By Shea Eckert

When starting a business, SMB owners often struggle to find their business’s correct target market in the early stages. What is a target market, you ask? A target market is a narrowed-down audience by which each company is most likely to impact or attract. Members of each market are typically classified by specific factors that distinguish them from other groups. The target market of a small business should be the primary reach of each marketing campaign; however, each campaign should not entirely exclude other existing markets.

Discovering your target audience is one of the most important things a small business owner can do in the early stages of a business. This allows the business to market its products and gain more customer awareness successfully. Small business owners can research their target audience themselves or hire a company to analyze their audiences.

Small business owners who choose to research their target audience themselves should consider the following key pieces of information:

Analyze Your Market Geography

Every small business owner should analyze their market. The geography of your market – local, regional, national or global dramatically impacts how you will market and how much funding you will need to market. Is your service or product something that can be used anywhere, or is it seasonally driven? Snow skiing apparel and equipment would make sense year-round in certain climates and geography, while the market might reduce in warmer temperatures to just those known to be regular skiers. Since we are focusing on SMBs in this blog, let’s break it down more. A dog boarding kennel is probably only applicable to persons a certain distance from the location. Thus, you might draw your geographical boundary for that kind of enterprise as a 20-mile radius.

Analyze Your Competition

You’ve set your geographical boundaries; now it’s time to analyze the competition within those boundaries. It is crucial to study your competitors and look for missed opportunities, competitive advantages and points of difference within them, allowing for your business to excel.

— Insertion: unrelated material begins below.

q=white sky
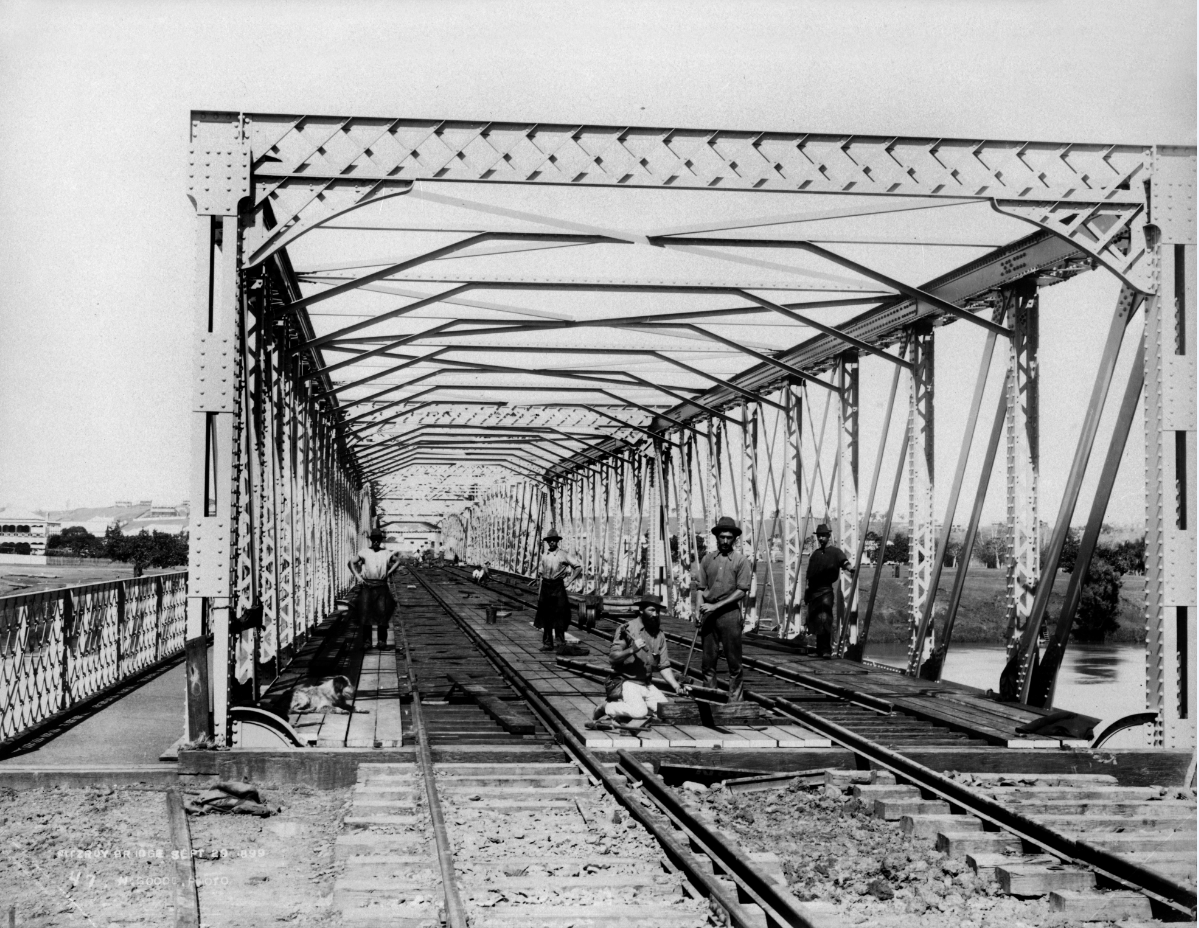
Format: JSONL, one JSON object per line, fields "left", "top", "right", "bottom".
{"left": 0, "top": 0, "right": 1194, "bottom": 524}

Analyze Your Current Customers

Small business owners should consider their products and services and the customers who purchase them frequently. Frequent customers can be narrowed down into groups by examining demographics and psychographics.

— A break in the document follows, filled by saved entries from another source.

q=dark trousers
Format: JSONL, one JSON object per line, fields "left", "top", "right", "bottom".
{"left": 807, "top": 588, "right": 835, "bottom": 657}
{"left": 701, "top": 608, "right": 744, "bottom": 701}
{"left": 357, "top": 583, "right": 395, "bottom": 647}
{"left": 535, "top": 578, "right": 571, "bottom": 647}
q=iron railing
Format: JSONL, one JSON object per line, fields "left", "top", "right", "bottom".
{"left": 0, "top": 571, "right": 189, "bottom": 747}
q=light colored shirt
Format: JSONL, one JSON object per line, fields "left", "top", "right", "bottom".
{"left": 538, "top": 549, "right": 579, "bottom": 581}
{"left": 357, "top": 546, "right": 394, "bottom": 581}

Examining customer demographics is done by researching factors including gender, age, income, level of education and employment. Narrowing down to the most common demographics will allow for more effective marketing on a limited budget.

Examining customer psychographics is done by researching attitudes, interests, purchase behavior and social media usage.

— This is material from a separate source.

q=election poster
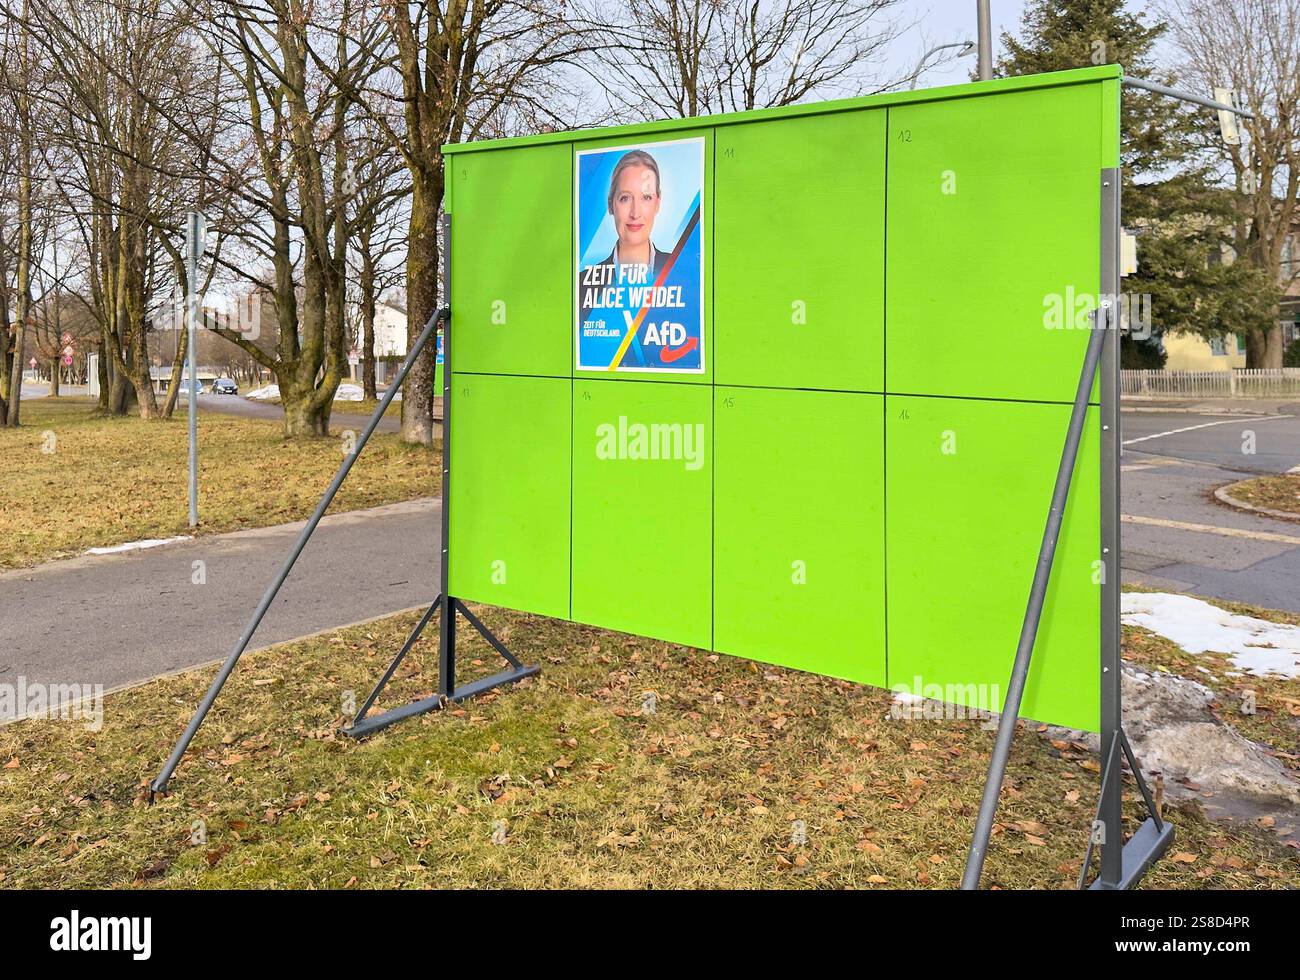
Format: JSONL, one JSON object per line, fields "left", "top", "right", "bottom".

Enact Your New Marketing Plan

After defining your target market, you can now consider how to market your business in a way that will most effectively and efficiently get your message to your audience. Whether traditional media such as television and radio advertising or digital media such as Google Ads or Facebook Advertising, you want to reach the maximum number of people in your core target audience for the least amount of money.

Analyze what Resonates with your Audience

After drafting your marketing message, be sure to evaluate how it will affect your audience. You do not want to waste money or time marketing with creative that is not successful – you want to strike an emotional chord with your target audience.